Urlaube haben Lücken. Während ich freie Stunden zu Hause über Serien und Videospiele füllen kann, werden diese im Urlaub immer mit Lesen gefüllt. Mit Büchern, Zeitschriften, Nachrichten und Webseiten. 2014, auf Sizilien, aktualisierte ich den Spox-Feed sekündlich, um neue Gerüchte, Artikel oder Videos zu sehen. Es war mir egal, worum es ging. Egal welche Sportart, egal welches Thema, egal welches Team. Von der Langeweile getrieben saugte ich es auf.
In einem Artikel, an dessen Inhalt ich mich kaum noch erinnern kann, ging es um Spielverlagerung, einen Taktikblog, deren tägliche Artikel sich während der Fußball-WM steigender Beliebtheit erfreut hatten. Obwohl ich ein riesiges Interesse an Fußball hatte, im Verein spielte, eine Dauerkarte beim SCP hatte und auch im Urlaub täglich kickte, weckte der Artikel meine Aufmerksamkeit nicht. Schnell wechselte ich auf den nächsten Artikel und schenkte den detaillierten Spielanalysen keinen Blick.
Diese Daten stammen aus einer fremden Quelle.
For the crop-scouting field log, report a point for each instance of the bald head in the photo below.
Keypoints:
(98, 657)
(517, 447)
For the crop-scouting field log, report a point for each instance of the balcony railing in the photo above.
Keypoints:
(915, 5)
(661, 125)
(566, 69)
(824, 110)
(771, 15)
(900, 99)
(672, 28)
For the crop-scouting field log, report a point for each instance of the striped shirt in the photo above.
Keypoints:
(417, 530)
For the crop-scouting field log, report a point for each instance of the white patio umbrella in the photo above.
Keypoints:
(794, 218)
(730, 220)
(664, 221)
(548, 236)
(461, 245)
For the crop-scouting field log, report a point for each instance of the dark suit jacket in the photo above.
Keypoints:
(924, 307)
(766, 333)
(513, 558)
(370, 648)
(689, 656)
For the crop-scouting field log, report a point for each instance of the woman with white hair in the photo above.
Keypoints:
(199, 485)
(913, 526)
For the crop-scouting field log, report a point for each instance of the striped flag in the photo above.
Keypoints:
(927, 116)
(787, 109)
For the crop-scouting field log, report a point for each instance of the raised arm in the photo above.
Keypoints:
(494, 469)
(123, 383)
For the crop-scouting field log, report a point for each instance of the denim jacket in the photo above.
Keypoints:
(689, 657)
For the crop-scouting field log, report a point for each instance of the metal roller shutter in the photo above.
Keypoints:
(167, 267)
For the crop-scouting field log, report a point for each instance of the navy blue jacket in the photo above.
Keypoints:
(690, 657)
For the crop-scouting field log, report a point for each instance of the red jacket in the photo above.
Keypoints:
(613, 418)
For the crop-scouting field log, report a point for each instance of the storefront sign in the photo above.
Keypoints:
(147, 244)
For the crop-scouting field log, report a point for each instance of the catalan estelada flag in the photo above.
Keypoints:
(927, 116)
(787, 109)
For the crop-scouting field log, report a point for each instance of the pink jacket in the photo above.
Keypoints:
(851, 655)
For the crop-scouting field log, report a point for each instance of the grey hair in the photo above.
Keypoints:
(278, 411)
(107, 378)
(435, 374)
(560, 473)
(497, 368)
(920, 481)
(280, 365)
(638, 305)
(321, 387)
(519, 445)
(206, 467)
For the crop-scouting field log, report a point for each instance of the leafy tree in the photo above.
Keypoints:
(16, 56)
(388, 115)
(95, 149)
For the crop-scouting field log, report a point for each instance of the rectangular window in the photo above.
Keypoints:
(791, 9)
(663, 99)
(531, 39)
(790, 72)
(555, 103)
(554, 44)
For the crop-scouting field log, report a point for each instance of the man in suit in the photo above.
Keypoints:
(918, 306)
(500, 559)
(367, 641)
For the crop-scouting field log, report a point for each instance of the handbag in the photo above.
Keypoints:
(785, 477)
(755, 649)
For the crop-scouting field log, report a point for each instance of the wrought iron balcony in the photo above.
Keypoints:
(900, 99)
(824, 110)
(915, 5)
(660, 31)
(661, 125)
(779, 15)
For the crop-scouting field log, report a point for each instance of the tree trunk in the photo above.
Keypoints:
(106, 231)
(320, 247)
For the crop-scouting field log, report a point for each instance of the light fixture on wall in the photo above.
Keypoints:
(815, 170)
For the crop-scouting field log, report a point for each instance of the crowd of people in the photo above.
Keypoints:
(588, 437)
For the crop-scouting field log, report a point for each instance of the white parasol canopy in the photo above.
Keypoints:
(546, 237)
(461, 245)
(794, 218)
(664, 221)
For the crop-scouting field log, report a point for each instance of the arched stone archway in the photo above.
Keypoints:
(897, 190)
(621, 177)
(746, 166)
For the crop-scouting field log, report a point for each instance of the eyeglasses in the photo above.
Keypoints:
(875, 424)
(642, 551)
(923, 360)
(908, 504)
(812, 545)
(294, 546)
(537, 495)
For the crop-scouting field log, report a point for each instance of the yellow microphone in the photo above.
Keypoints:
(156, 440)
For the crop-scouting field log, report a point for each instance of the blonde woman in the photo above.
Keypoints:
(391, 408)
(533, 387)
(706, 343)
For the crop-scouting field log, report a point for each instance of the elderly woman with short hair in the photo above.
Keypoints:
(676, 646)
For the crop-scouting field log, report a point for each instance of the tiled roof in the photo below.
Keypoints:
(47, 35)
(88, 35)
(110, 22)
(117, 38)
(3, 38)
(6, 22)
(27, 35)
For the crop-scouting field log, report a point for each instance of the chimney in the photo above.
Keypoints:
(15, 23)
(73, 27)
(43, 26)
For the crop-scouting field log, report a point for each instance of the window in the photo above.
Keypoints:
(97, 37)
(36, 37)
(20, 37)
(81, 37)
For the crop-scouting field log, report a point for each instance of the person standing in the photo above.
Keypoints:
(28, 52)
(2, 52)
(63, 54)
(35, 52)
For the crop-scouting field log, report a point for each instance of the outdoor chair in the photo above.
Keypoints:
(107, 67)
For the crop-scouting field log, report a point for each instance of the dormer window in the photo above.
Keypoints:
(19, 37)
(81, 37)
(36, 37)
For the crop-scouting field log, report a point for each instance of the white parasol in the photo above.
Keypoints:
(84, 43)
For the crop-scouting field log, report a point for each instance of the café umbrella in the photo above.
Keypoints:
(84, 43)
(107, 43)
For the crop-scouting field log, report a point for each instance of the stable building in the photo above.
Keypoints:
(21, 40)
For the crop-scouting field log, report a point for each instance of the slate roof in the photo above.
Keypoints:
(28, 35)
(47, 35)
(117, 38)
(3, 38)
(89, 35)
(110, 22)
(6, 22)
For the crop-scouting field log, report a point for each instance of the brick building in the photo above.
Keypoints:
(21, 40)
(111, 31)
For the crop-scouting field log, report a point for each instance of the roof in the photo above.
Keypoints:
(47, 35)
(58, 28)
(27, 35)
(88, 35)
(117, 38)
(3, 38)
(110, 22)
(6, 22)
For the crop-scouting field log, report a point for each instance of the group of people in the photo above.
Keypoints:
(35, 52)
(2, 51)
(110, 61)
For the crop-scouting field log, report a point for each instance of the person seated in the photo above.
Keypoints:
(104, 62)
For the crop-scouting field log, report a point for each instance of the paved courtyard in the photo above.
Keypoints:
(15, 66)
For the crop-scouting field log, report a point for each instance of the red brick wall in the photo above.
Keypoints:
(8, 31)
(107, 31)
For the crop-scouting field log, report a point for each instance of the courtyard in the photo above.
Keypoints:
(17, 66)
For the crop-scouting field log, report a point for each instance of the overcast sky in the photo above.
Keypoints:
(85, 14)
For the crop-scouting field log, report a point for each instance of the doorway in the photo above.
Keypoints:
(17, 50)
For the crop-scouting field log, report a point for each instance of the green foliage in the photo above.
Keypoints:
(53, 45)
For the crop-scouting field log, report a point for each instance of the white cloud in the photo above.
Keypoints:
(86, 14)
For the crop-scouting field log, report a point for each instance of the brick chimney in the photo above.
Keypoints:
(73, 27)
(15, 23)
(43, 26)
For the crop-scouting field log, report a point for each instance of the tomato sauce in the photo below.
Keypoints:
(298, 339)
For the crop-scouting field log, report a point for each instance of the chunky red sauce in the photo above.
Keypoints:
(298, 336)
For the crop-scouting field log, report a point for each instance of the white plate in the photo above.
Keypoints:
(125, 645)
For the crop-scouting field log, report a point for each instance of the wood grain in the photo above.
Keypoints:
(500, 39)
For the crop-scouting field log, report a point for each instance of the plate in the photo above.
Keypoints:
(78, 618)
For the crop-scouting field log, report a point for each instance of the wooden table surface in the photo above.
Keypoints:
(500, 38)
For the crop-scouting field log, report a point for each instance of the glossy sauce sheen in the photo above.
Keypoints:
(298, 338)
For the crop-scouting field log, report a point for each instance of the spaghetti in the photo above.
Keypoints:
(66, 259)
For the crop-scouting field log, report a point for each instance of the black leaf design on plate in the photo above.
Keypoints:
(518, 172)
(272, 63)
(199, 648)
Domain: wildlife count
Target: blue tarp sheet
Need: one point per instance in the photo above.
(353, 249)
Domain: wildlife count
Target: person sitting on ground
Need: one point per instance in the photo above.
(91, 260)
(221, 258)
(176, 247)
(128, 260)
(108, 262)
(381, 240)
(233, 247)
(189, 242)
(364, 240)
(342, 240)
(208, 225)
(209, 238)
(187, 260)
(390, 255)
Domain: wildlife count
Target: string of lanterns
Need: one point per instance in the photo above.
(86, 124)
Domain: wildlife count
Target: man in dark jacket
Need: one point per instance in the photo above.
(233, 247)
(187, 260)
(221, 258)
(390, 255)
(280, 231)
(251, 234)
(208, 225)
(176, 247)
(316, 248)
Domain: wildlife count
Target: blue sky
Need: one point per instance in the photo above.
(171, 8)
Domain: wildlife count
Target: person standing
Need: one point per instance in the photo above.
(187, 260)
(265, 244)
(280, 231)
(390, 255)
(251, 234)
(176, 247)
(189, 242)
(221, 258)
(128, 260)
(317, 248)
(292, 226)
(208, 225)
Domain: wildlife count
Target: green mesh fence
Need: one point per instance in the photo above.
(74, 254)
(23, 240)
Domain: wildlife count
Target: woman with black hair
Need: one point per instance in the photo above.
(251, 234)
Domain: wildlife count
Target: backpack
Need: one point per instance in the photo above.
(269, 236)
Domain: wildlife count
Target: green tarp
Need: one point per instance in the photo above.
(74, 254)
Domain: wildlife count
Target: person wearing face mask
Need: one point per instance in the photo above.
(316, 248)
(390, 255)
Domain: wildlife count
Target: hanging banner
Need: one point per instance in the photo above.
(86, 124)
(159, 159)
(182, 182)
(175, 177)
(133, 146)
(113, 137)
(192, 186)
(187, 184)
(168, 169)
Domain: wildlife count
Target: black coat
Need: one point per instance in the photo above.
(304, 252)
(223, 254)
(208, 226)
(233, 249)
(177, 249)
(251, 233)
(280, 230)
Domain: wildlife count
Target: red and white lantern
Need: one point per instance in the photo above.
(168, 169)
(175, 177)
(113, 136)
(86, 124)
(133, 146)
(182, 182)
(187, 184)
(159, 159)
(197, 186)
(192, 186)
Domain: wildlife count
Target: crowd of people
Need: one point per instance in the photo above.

Es dauerte ein Jahr, bis zum nächsten Urlaub, bis zu den nächsten Freistunden, bis ich mich an die Seite erinnerte. In einem Hotelzimmer in Österreich gelangweilt suchte ich nach der Seite, an deren Namen ich mich ohne Sicherheit, aber überraschenderweise doch korrekt erinnern konnte – und wurde weggeblasen.
Begeistert vom Detailgrad der Artikel und fasziniert von der eigentümlichen, als neuer Leser nur schwer verständlichen Sprache las und las und las ich alles, was ich finden konnte. die Theorie der Halbräume, Berichte über Pep Guardiolas Bayern, Lobeshymnen auf einzelne Spieler und Mannschaften und nicht zuletzt Trainingstheorie. In Retrospektive gesehen verstand ich damals nichts. Während der Inhalt meinen Kopf an der einen Seite betrat und an der anderen herausfiel, blieb die Faszination.
Eine Faszination, die mich in einem Jahr voller Verletzungen zu dem Gedanken trieb, Trainer zu werden. Im Frühjahr 2016 begann ich als einer der jüngsten Teilnehmer mit der C-Lizenz, ohne vorher gecoacht zu haben. Trotz des kalten Wassers, das diese Ausbildung für mein wenig selbstsicheres früheres Ich darstellte und trotz des Empfindens vieler Lehrinhalte als sinnlos, beendete ich den Schein und wurde im kommenden Sommer Trainer einer U13.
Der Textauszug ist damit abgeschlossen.